Mark Shannon mark at hotpy.org
Wed Jun 13 16:22:02 CEST 2012


Eli Bendersky wrote:
> Hi pydev,
> 
> I was looking at the memory allocation strategy of dict, out of
> curiosity, and noted that Objects/dictnotes.txt is out of date as far
> as the parameters go. It says about PyDict_STARTSIZE:
> 
> ----
> * PyDict_STARTSIZE. Starting size of dict (unless an instance dict).
>     Currently set to 8. Must be a power of two.
>     New dicts have to zero-out every cell.
>     Increasing improves the sparseness of small dictionaries but costs
>     time to read in the additional cache lines if they are not already
>     in cache. That case is common when keyword arguments are passed.
>     Prior to version 3.3, PyDict_MINSIZE was used as the starting size
>     of a new dict.
> -----
> 
> Although it mentions 3.3, I find no reference to PyDict_STARTSIZE in
> the code anywhere.
> Also it mentions PyDict_MINSIZE, which doesn't exist any more - having
> been replaced by Py_DICT_MINZISE_SPLIT and Py_DICT_COMBINED.

That's my fault. I didn't update dictnotes.txt when I changed 
PyDict_STARTSIZE to PyDict_MINSIZE_COMBINED.

> 
> I don't know what else is out of date, just looked at those and they
> were.
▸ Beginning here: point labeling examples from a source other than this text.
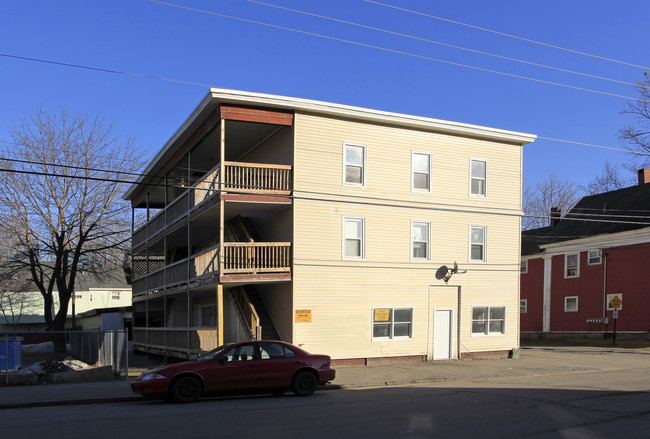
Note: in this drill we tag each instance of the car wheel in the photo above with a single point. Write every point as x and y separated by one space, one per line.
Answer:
185 389
278 392
304 384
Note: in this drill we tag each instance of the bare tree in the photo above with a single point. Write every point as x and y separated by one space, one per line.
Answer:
552 192
610 179
636 137
60 201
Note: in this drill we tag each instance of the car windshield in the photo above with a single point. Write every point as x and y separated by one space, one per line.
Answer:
213 353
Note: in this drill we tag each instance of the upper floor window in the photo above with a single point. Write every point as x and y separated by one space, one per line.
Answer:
420 239
572 265
477 244
594 257
421 169
354 172
571 303
488 320
478 178
353 238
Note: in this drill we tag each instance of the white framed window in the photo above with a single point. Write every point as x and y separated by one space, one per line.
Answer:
609 299
478 178
477 244
421 172
488 320
354 164
524 266
572 265
392 323
354 231
420 240
594 257
571 304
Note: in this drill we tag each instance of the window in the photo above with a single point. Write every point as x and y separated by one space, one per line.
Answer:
572 265
353 238
478 178
609 300
354 164
477 244
389 323
488 320
420 240
421 168
571 304
524 266
594 257
523 306
270 350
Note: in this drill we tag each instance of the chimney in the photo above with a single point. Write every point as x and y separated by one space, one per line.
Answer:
556 213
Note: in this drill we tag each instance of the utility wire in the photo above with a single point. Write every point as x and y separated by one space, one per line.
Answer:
399 52
448 45
372 201
509 35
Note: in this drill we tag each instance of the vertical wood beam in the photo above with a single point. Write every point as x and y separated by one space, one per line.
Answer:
219 314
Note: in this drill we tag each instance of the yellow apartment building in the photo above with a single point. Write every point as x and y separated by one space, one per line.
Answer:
332 227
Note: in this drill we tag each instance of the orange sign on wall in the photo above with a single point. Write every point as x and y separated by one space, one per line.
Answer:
303 316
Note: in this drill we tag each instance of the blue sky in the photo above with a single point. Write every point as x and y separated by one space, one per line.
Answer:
142 37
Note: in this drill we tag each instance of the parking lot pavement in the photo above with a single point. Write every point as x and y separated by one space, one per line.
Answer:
532 361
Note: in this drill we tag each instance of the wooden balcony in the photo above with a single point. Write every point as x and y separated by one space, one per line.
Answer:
241 260
239 178
185 341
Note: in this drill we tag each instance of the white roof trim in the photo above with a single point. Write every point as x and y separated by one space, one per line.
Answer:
225 96
630 237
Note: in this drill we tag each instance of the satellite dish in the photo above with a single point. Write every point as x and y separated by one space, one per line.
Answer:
445 273
441 273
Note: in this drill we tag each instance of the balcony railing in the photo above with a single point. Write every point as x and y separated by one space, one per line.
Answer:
239 177
188 340
256 257
239 258
259 178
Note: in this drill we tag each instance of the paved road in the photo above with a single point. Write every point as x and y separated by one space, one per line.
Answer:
612 402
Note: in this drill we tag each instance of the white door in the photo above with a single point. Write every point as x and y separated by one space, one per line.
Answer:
442 334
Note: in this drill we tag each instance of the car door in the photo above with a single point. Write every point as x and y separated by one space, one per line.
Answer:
235 369
276 364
Maybe it would make sense to kill dictnotes.txt, folding some of
> its more important contents in to comments in dictobject.c, since the
> latter has a higher chance of being maintained along with code
> changes?

I think that the parts of dictnotes.txt that just duplicate comments in
dictobject.c should be removed.
However, I think it is worth keeping dictnotes.txt as it has historical
information and results of previous experiments.